Même chose pour le rendement : dans le cadre d’un accord de 2012, l’Agence de l’Eau Loire Bretagne imposait à la Stéphanoise des Eaux d’atteindre un niveau de rendement de 85% à partir de 2015 car il était alors très en-dessous des attentes, à 78%. Aujourd’hui, à l’échelle de la Métropole, le rendement était à 82,1% en 2018 et 81,9% en 2019, preuve qu’il y a encore trop de fuites et de plus en plus. Faute d’entretien, notre réseau se dégrade. Un autre chiffre vient confirmer ce constat : l’indice linéaire de pertes en réseau, qui se calcule en mètres cubes d’eau perdus par jour et par kilomètre. En 2018 il était seulement de 2,74 à Fraisses, 3,06 à Unieux ou 3,42 à la Ricamarie, toutes trois gérées en régies municipales, contre 9,41 à St-Etienne ou 7,13 à St-Priest-en-Jarez où l’eau est aussi distribuée par la Stéphanoise.

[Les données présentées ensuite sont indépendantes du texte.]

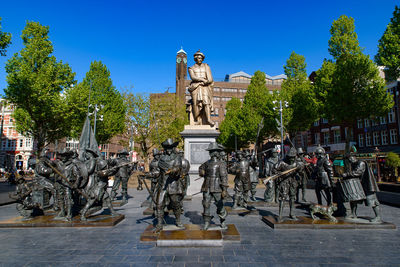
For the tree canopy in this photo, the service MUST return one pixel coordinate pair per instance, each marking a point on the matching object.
(97, 85)
(389, 47)
(298, 92)
(5, 41)
(36, 81)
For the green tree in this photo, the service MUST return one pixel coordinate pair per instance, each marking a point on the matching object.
(298, 92)
(389, 47)
(154, 119)
(97, 85)
(35, 82)
(5, 41)
(232, 127)
(352, 87)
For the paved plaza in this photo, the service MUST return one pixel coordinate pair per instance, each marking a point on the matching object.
(259, 246)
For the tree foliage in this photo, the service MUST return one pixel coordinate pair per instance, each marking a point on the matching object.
(244, 122)
(154, 119)
(35, 82)
(389, 47)
(298, 92)
(97, 85)
(5, 41)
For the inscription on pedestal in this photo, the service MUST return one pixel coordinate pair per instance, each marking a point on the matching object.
(198, 153)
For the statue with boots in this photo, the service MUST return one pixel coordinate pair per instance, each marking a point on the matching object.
(287, 184)
(67, 181)
(323, 173)
(302, 177)
(169, 184)
(122, 175)
(241, 169)
(359, 185)
(153, 175)
(253, 175)
(97, 192)
(214, 186)
(269, 170)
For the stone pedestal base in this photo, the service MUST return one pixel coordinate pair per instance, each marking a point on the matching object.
(191, 236)
(308, 223)
(196, 140)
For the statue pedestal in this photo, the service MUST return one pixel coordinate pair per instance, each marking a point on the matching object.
(196, 140)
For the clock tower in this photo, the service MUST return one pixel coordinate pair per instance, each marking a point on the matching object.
(181, 73)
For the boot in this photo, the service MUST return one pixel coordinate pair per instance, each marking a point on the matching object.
(291, 208)
(377, 218)
(207, 220)
(178, 219)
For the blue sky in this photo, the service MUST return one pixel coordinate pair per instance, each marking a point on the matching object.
(138, 40)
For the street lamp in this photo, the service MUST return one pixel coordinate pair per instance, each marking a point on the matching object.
(280, 123)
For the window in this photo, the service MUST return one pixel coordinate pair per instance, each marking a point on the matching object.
(384, 137)
(393, 136)
(391, 116)
(361, 140)
(376, 138)
(359, 124)
(368, 139)
(336, 137)
(316, 138)
(326, 138)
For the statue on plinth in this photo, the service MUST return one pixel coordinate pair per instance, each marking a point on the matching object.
(201, 90)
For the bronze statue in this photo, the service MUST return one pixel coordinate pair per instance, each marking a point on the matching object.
(323, 174)
(241, 169)
(214, 186)
(359, 185)
(201, 90)
(287, 184)
(169, 184)
(269, 170)
(302, 177)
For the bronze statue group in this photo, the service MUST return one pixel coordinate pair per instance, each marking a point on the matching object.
(78, 185)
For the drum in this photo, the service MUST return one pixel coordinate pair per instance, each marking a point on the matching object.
(351, 190)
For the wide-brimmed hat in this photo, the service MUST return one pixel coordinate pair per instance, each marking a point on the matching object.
(65, 152)
(199, 53)
(92, 151)
(169, 143)
(123, 152)
(214, 146)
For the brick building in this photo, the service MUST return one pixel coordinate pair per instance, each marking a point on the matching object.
(234, 85)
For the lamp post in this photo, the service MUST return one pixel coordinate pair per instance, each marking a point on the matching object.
(280, 123)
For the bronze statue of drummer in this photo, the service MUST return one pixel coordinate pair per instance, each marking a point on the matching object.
(358, 186)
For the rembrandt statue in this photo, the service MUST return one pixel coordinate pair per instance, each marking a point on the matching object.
(201, 90)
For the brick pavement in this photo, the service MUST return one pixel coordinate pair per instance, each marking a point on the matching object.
(259, 246)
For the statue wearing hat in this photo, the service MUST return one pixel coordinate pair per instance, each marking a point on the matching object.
(323, 174)
(241, 169)
(287, 184)
(201, 90)
(122, 175)
(358, 186)
(170, 185)
(214, 186)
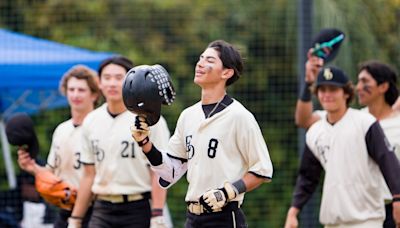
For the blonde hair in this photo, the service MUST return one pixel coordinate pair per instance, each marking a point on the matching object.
(81, 72)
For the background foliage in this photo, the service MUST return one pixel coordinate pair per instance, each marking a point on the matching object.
(174, 33)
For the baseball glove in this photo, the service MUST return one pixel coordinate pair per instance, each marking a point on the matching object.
(54, 190)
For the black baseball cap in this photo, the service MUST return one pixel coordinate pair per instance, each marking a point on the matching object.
(332, 76)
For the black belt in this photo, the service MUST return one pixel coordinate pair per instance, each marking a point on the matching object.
(198, 209)
(124, 198)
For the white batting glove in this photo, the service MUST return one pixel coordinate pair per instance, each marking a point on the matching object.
(216, 199)
(158, 222)
(140, 131)
(74, 222)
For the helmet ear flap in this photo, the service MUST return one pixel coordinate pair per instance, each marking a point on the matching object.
(145, 89)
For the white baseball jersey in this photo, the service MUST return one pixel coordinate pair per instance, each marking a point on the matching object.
(351, 190)
(64, 153)
(221, 148)
(121, 166)
(391, 127)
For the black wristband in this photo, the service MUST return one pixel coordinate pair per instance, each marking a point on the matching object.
(156, 212)
(76, 217)
(305, 93)
(144, 141)
(154, 156)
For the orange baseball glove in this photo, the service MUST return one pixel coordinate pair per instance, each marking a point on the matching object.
(54, 190)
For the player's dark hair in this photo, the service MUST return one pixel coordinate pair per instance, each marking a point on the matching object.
(230, 57)
(84, 73)
(118, 60)
(382, 73)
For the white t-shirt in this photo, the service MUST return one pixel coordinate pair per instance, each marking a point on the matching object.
(221, 148)
(352, 187)
(121, 166)
(64, 153)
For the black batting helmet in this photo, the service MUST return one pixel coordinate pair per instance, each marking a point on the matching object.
(145, 89)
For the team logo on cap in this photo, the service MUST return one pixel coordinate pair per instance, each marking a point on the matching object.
(328, 74)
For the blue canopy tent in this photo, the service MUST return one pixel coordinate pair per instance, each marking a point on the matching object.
(30, 70)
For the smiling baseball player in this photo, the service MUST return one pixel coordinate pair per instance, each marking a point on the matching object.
(217, 141)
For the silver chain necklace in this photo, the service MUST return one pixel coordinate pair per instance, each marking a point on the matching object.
(215, 108)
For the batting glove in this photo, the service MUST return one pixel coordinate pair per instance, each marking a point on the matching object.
(74, 222)
(140, 131)
(216, 199)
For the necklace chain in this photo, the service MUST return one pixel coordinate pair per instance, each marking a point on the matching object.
(215, 108)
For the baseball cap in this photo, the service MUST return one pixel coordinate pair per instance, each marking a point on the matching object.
(332, 76)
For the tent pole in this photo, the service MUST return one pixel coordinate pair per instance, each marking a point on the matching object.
(7, 157)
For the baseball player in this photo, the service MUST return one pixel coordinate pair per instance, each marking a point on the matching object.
(80, 86)
(350, 146)
(376, 89)
(116, 173)
(217, 141)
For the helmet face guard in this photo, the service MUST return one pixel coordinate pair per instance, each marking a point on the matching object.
(145, 89)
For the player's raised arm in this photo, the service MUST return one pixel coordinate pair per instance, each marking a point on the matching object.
(304, 116)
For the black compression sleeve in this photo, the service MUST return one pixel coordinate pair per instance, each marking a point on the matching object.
(154, 156)
(308, 178)
(380, 151)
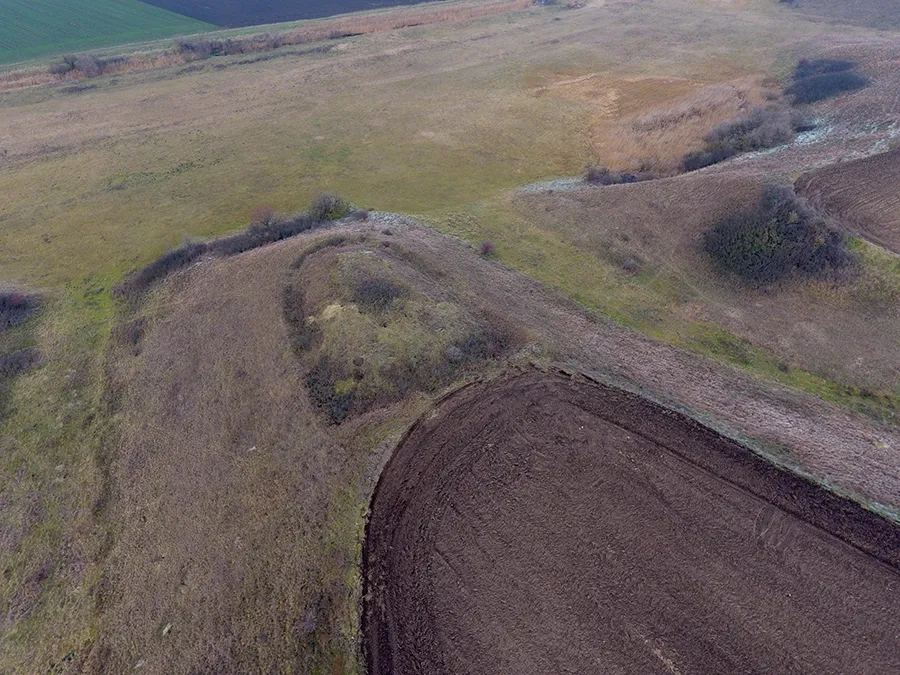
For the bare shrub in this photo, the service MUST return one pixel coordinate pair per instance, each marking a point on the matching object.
(260, 233)
(827, 85)
(173, 260)
(761, 128)
(263, 215)
(18, 362)
(376, 295)
(698, 159)
(811, 67)
(782, 237)
(601, 175)
(16, 308)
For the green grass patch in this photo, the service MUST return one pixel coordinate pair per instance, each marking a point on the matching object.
(33, 28)
(50, 485)
(649, 302)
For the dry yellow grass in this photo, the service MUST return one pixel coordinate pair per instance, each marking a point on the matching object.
(238, 511)
(434, 120)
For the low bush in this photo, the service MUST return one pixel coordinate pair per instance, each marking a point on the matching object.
(702, 158)
(17, 362)
(761, 128)
(328, 207)
(260, 233)
(327, 394)
(16, 308)
(601, 175)
(819, 87)
(811, 67)
(173, 260)
(376, 295)
(86, 65)
(782, 237)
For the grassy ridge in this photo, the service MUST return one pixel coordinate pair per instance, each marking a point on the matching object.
(32, 28)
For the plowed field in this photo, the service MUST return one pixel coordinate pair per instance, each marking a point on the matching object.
(546, 524)
(864, 194)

VERS UNE CONSULTATION PUBLIQUE
Notre association a interpellé les candidats à la mairie de St-Etienne lors des dernières élections municipales pour connaître leur projet pour la gestion de l’eau à la fin du contrat avec la Stéphanoise des Eaux – Suez, le 30 septembre 2022. Le candidat maire sortant Gaël Perdriau ne nous a jamais répondu et n’a même pas fait mention du sujet « eau » dans son programme, ce qui n’a pas manqué de nous surprendre compte-tenu du calendrier. Il se positionnait pourtant très clairement en faveur de la régie publique entre 2012 et 2014, jusqu’à son premier mandat à la mairie. Son groupe Union pour l’Avenir des Stéphanois déclarait même à l’époque dans un bulletin municipal : « Il est donc important d’anticiper dès aujourd’hui cette question et de poser le débat sur la table, afin de faire le meilleur choix pour St-Etienne et les Stéphanois. L’objectif d’un retour en régie directe est la maîtrise totale de la ressource eau et de son prix, la garantie d’une eau de qualité de l’approvisionnement à la distribution, des possibilités d’investissements plus importantes pour améliorer le réseau, réduire les fuites et entretenir les infrastructures. » Nous ne saurions être plus en accord avec ces propos ! Mais son silence assourdissant sur le sujet lors de cette dernière campagne et ses récentes réponses au Conseil Municipal laissent présager un autre projet. Il renvoie notamment la balle au Conseil Métropolitain, car la Métropole a hérité de la compétence eau en 2016 et de l’assainissement en 2011. Or, les derniers rapports montrent une tendance de la Métropole en faveur de la Stéphanoise, d’une part avec la hausse des contrats passés avec Suez (18 en 2018, 20 en 2020) et d’autre part avec l’alignement des échéances des contrats de plusieurs villes sur la date du 30 septembre 2022 (Fontanes, St-Héand, Roche la Molière, La Tour en Jarez, St-Priest-en-Jarez, Villars et bien sûr St-Etienne). La perspective, confirmée oralement lors de la dernière Commission Consultative, est de donner l’opportunité de passer des contrats de délégation non plus par ville mais par groupement de villes, par bassin. Les contrats n’en seraient bien sûr que plus attractifs pour les délégataires.
CONCLUSION
Toutefois, la possibilité d’une gestion publique de l’eau à St-Etienne, dans le bassin proche ou dans toute la Métropole, reste valable. L’eau n’est pas une marchandise mais une ressource vitale rare, un bien commun. Sa gestion nous concerne tous. A ce titre, nous considérons qu’une consultation publique sur l’avenir de notre eau est nécessaire. Nous avons donc constitué un collectif de campagne citoyen pour donner corps à cette exigence : Eau Citoyenne Bien Commun.